1. The phrase should contain only a description of the behaviorand not a description of you as a person.

✘ I am terribly shy/shy.

✓ I acted modestly today.

2. Avoid overgeneralization such as “always”, “never”, “terrible”, “wild”, “always I …”.

✘ I always put in inappropriate jokes and look like a laughing stock.

✓ This time I joked / joked unsuccessfully.

3. Don’t make assumptions about what other people think of you. You cannot guess other people’s thoughts.

✘ People think I’m boring/boring.

✓ People often don’t get the chance to get to know me better because…

4. Remove negatives (particles “not”) and “castrating” verbs (“stop”, “stop”), describe an alternative action.

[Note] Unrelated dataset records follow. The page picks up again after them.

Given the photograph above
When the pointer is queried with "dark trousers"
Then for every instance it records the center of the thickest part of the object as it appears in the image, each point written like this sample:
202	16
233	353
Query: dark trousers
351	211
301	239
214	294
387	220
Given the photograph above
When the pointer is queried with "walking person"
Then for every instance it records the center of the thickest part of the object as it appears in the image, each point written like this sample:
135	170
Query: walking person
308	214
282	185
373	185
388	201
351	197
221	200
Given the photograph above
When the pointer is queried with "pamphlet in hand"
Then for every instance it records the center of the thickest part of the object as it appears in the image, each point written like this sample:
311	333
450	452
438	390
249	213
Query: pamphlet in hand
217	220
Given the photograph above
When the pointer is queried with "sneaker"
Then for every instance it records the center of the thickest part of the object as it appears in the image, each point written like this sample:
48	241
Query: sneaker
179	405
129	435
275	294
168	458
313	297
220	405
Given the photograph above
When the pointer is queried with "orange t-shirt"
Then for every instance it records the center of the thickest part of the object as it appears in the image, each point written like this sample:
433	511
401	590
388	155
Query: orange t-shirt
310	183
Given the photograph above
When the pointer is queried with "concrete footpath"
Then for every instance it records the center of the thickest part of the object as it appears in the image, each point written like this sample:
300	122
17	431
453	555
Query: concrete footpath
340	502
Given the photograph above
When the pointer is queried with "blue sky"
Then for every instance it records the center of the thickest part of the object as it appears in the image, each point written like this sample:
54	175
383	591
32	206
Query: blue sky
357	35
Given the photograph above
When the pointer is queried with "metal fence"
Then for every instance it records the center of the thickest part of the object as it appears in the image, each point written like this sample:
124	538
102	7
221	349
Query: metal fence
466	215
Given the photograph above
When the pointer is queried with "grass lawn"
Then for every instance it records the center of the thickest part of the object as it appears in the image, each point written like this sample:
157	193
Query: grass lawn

✘ I’m always embarrassed and nervous, it’s time to stop being stupid.

✓ Next time I will try to be calmer.

Other exercises for self-acceptance

The course of the publishing house “Alpina Publisher” “Happiness to be yourself” are six free letters with theory and exercises that you can do on your own.

On the course, we analyze why acceptance is needed, we try to understand the reasons for our feelings and actions, and we learn to accept our negative sides. Each letter is devoted to a separate stage on the way to acceptance and harmony.

The exercises included in the course will help you get rid of harmful thoughts and change your attitude towards yourself.

Join us in social media linkto receive the first letter and learn how to turn into a good person without changing anything in yourself.

About the expert:

Ekaterina Sigitova – psychotherapist, author of popular articles about self-acceptance, parenting, people with special needs. He maintains an educational YouTube channel and a blog in LiveJournal.